It isn't "moving the goalposts". GP was correct about there being a hard cap at 160k (including the geo we are discussing in this thread). You found an exception to that cap, likely due to it including geos other than the one being discussed here, and I explained to you why that might be.
The point of the entire thread is that "Glassdoor says this person makes 170k" is misleading because Amazon is unique with these salary caps. Even executives do not make higher than 160k (or 185k in SF) salary, so looking at that number on Glassdoor or levels.fyi doesn't tell you much. If you are trying to determine an Amazonian's compensation (as this thread was trying to do) you need to be aware that the salary number alone is not an indicator of total compensation.
It is materially different from other FAANGs, because AFAIK other FAANGs may give high proportions of their pay in stock, but they do not have a hard cap for salary. At Google, when promoted to VP level you may still get a 10% salary bump along with your 50% stock increase. But at Amazon, after you reach $160k you will never get a salary bump again. This leads to confusion for people that aren't familiar with the stock grants because if they are comparing Google vs Amazon pay, they may go to Glassdoor see that a Senior Developer at Google makes $300k salary while an Amazon Senior Dev makes $160k, and not understand why there is such disparity.

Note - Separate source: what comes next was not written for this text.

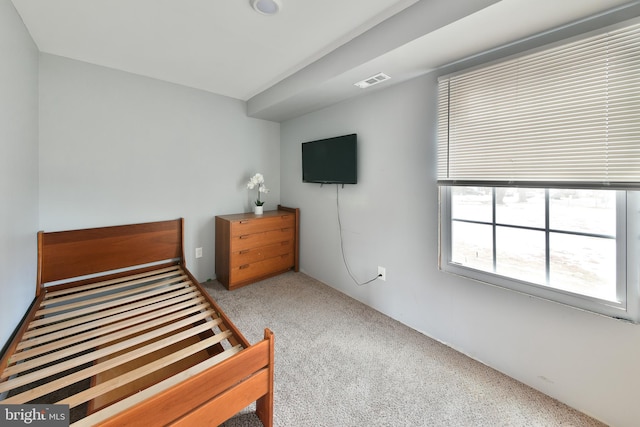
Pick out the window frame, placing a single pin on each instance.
(627, 275)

It was just an example, not referring to an actual position. There isn't even an actual title called "Senior Developer" at neither Google nor Amazon. If you want a real job title to go look at, look at the pay for an L7 SDE at both G and Amazon. At Google: $270k salary, at Amazon: $160k salary (according to levels.fyi)
I swear half the comments on this site are just nitpicking "nuh uh you are wrong about this tiny one word in your comment" while ignoring the actual point of the discussion.

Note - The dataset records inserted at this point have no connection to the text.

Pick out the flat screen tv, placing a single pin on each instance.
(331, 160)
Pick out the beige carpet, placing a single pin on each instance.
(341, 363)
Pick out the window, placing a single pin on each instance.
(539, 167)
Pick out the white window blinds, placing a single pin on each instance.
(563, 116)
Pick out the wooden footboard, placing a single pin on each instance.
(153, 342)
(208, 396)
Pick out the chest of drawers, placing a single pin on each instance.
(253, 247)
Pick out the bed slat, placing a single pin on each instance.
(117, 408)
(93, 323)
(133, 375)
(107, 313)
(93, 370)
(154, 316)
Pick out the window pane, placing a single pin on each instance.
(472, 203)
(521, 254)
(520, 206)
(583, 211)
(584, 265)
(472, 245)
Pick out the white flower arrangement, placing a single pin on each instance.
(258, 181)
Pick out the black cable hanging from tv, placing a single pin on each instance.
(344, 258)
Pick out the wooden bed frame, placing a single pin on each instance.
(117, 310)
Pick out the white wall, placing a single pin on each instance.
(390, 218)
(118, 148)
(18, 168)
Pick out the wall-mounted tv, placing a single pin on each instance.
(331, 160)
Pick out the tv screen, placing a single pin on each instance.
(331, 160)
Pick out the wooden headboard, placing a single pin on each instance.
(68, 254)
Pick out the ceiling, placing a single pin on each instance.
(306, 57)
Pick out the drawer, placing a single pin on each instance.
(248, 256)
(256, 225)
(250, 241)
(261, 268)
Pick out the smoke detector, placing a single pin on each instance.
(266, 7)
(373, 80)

There's Senior SWE title. I assumed that was what you meant. They comprise the bulk of Google's engineering, and their base is about $180K. Everything else depends on performance or lack thereof.
That's fair. I meant it more of an abstract "a developer who is in a more senior position at the company" rather than explicitly someone with the title "Senior [Developer/SWE]", but I can see why my comment was confusing.
The point of the entire thread is that "Glassdoor says this person makes 170k" is misleading because Amazon is unique with these salary caps. Even executives do not make higher than 160k (or 185k in SF) salary, so looking at that number on Glassdoor or levels.fyi doesn't tell you much. If you are trying to determine an Amazonian's compensation (as this thread was trying to do) you need to be aware that the salary number alone is not an indicator of total compensation.
It is materially different from other FAANGs, because AFAIK other FAANGs may give high proportions of their pay in stock, but they do not have a hard cap for salary. At Google, when promoted to VP level you may still get a 10% salary bump along with your 50% stock increase. But at Amazon, after you reach $160k you will never get a salary bump again. This leads to confusion for people that aren't familiar with the stock grants because if they are comparing Google vs Amazon pay, they may go to Glassdoor see that a Senior Developer at Google makes $300k salary while an Amazon Senior Dev makes $160k, and not understand why there is such disparity.